Histoire de caverne (Saison 2 – Épisode 10)
Tout avait été réglé entre Johnny et moi. Nos affaires prospéraient et celles de Jojo et Paulo
aussi. Le grand cartel fonctionnait à merveille.
C'est Damien qu'il la rencontra le premier. Il était parti pour une livraison tout au Nord, tout au bout du monde. Au-delà du bout du monde, il ne pouvait pas y avoir quoique ce soit. Ce bout du monde, c'était la ligne de montagnes, là où le soleil se cachait tous les soirs pour dormir. Chaque matin, un nouveau soleil sortait à l'autre bout du monde, celui qui était limité par l'eau. Personne n'y avait jamais rien compris, même pas le Devin ou le Magicien. Mais il y avait plein de choses que l'on ne comprenait pas.
Alors…
Donc à l'issue d'une tournée tout au Nord, Damien vit l'invraisemblable, l'impossible : une femme arrivant du Nord, c'est-à-dire venant d'au-delà du bout du monde. Elle ressemblait aux femmes de chez nous. Un peu plus grande peut-être, plus sure d'elle-même certainement, fatiguée enfin par le voyage, mais apparemment normale. Une femme quoi ! Et qui venait d'ailleurs. Et qui n'était pas seule : elle était à la tête d'un groupe composé de 5 hommes.
La surprise de Damien ne s'arrêta pas là : la femme et les cinq hommes étaient assis sur des planchers en bois reposant sur des arbres dotés de roues – jusque là rien du classique – mais tiré par d'étranges animaux. Ils étaient beaucoup plus petits que les mammouths, mais semblaient plus rapides et surtout beaucoup plus agiles. Ils arrivaient à avancer sur le chemin, là où un mammouth n'aurait jamais pu passer.
Elle le regarda avec un sourire, ne semblant pas, elle, surprise de la rencontre.
« Mignon, ce petit, dit-elle en se retournant vers ses compagnons. J'en ferai bien mon quatre heures ! »

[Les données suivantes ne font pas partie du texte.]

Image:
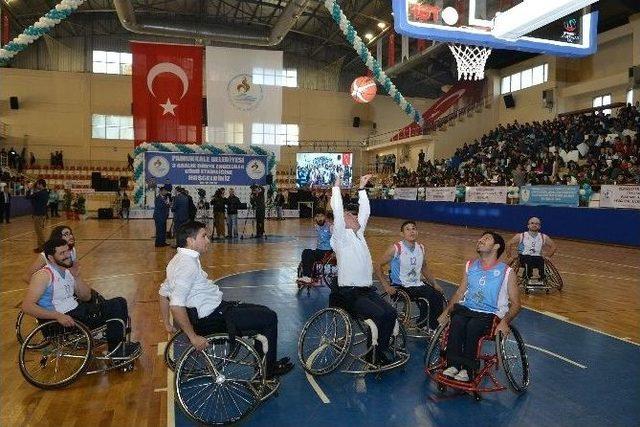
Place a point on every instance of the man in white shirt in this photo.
(355, 268)
(196, 302)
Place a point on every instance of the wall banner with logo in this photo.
(486, 194)
(549, 195)
(620, 196)
(405, 194)
(204, 169)
(440, 194)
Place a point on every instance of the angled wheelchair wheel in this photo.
(221, 384)
(434, 356)
(325, 341)
(553, 280)
(64, 357)
(24, 325)
(175, 349)
(512, 357)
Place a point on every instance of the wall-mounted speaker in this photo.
(509, 102)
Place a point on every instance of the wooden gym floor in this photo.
(602, 291)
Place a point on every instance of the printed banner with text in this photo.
(620, 196)
(205, 169)
(486, 194)
(549, 195)
(440, 194)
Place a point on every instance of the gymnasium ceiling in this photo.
(313, 36)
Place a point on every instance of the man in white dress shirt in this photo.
(355, 268)
(196, 302)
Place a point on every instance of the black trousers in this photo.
(466, 328)
(245, 318)
(365, 303)
(114, 308)
(5, 212)
(161, 231)
(309, 257)
(435, 299)
(530, 262)
(260, 212)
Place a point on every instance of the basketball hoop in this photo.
(470, 60)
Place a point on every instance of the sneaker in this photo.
(451, 372)
(462, 376)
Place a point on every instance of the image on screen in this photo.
(319, 169)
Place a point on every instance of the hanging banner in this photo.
(620, 196)
(405, 194)
(440, 194)
(204, 169)
(486, 195)
(167, 93)
(550, 195)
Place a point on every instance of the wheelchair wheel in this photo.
(63, 358)
(434, 356)
(24, 325)
(513, 359)
(325, 341)
(175, 349)
(553, 278)
(221, 384)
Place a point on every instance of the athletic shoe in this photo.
(451, 371)
(462, 376)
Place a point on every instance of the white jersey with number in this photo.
(531, 245)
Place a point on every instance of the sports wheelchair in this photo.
(325, 271)
(551, 281)
(223, 383)
(509, 354)
(332, 338)
(409, 313)
(53, 356)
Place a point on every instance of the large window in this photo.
(111, 127)
(524, 79)
(111, 62)
(273, 77)
(599, 101)
(274, 134)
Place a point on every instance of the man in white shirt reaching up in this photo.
(355, 269)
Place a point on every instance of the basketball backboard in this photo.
(472, 22)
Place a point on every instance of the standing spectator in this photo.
(5, 204)
(218, 213)
(53, 203)
(233, 204)
(126, 205)
(39, 198)
(160, 215)
(279, 203)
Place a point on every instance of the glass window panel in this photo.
(99, 55)
(538, 75)
(506, 85)
(100, 67)
(525, 77)
(515, 82)
(113, 68)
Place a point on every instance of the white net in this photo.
(470, 60)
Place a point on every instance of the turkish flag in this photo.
(167, 93)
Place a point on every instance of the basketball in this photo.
(363, 89)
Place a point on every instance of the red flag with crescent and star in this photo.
(167, 93)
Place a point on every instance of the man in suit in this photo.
(5, 204)
(160, 215)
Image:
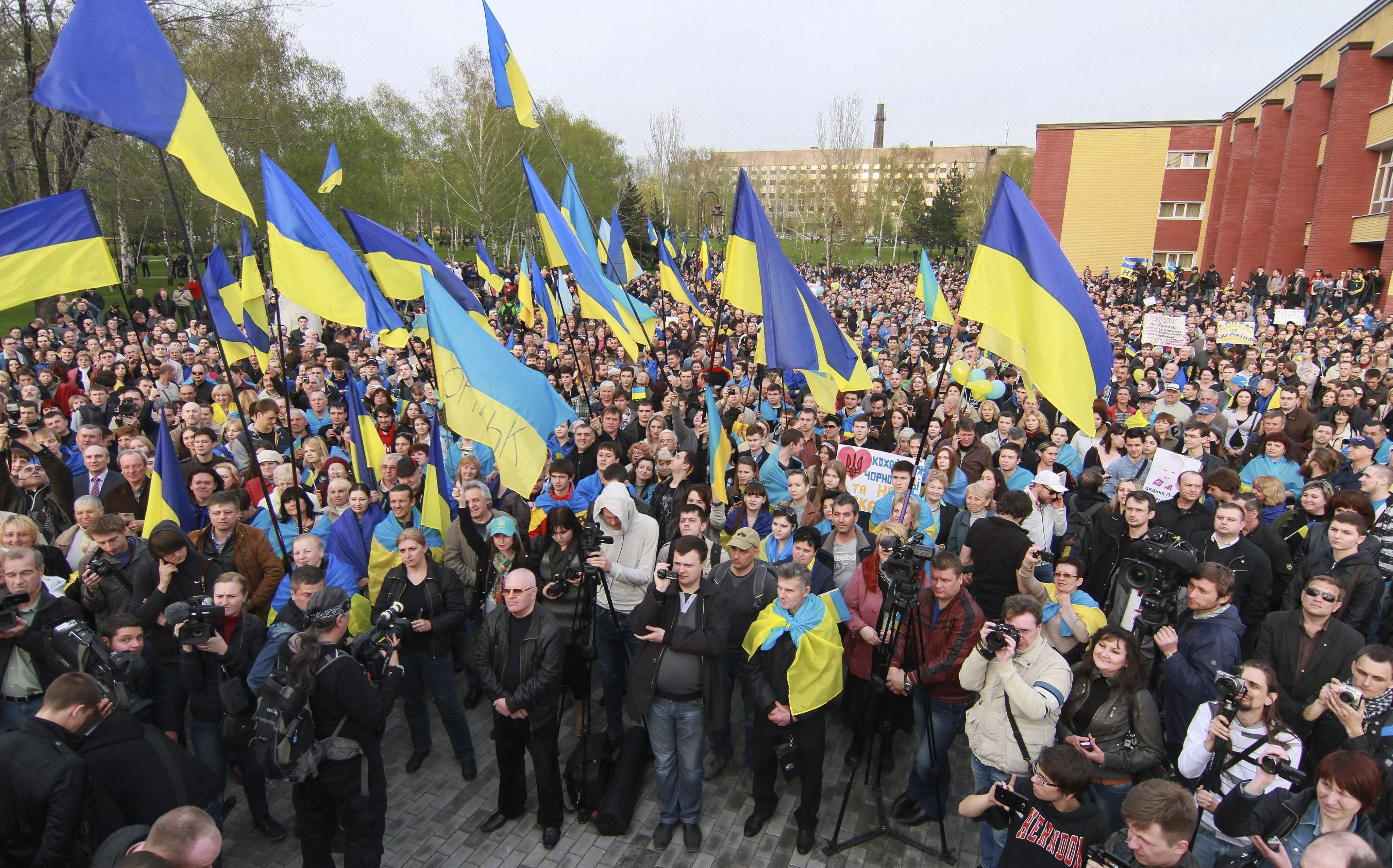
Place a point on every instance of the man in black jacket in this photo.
(517, 656)
(44, 782)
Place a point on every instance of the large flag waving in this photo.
(317, 268)
(489, 396)
(1024, 288)
(52, 246)
(113, 66)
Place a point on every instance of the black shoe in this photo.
(754, 824)
(267, 826)
(691, 838)
(495, 822)
(664, 835)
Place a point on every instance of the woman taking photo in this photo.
(1112, 718)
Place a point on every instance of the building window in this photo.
(1182, 211)
(1382, 201)
(1187, 159)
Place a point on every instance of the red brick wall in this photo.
(1050, 184)
(1361, 86)
(1300, 175)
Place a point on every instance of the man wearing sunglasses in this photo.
(1309, 647)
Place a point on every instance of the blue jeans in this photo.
(930, 767)
(15, 714)
(615, 650)
(675, 732)
(438, 676)
(990, 841)
(721, 745)
(207, 741)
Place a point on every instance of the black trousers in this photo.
(333, 799)
(513, 739)
(811, 735)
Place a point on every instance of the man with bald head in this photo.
(524, 686)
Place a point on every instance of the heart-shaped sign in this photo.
(857, 460)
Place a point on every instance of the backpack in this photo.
(285, 742)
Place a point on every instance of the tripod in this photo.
(899, 619)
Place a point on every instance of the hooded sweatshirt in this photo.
(633, 554)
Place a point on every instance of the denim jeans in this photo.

Tout le groupe éclata de rire.
N'ayant absolument pas l'intention de savoir de quel « quatre heures » , elle parlait, Damien prit ses jambes à son cou, ou, plus exactement, sauta sur son plancher à roues, donna une tape à son mammouth et s'enfuit sans demander son reste.
Deux jours plus tard – un record toujours jamais égalé -, il arrivait à la caverne de son père Hector.
« J'ai vu une femme, hurla-t-il !
- Oui, moi aussi. Jeannette vient de passer me voir tout à l'heure.
- Non pas une femme comme cela. Une femme qui vient d'au-delà du bout du monde.
- Une femme d'au-delà du bout du monde ? Tu as eu un accident de mammouth en venant me voir, mon fils ? »
Alors que Damien allait répondre à son père, la femme arriva à son tour, toujours avec ses cinq compagnons.
Elle regarda Damien
« Alors, jeune homme, on a peur de moi, dit-elle en souriant ».
Puis se tournant vers son père :
« Bonjour, je m'appelle Jordana. Je représente le peuple de l'autre côté. Je viens ouvrir un comptoir commercial.
- Un comptoir commercial, bafouilla Hector qui encore sous le coup de la surprise omit de se présenter. Mais de quoi s'agit-il ?
- Je viens vous vendre des produits de chez nous et voir ce que nous pourrions acheter localement. »
En disant cela, elle montra à Hector tous les produits accumulés sur le plancher à roues.
C'est ainsi que nous apprîmes que le monde ne s'arrêtait pas à la ligne de montagnes et que des femmes pouvaient diriger des affaires.
Et subsidiairement, le marché local fut envahi de produits nouveaux et moins chers.
Le cartel local que Johnny, Jojo, Paulo et moi avions eu tant de mal à construire, voyait apparaître un concurrent venu de l'au-delà. Nos profits allaient en pâtir, mais les habitants des cavernes allaient voir leur pouvoir d'achat augmenter.
Le temps de la mondialisation avait commencé.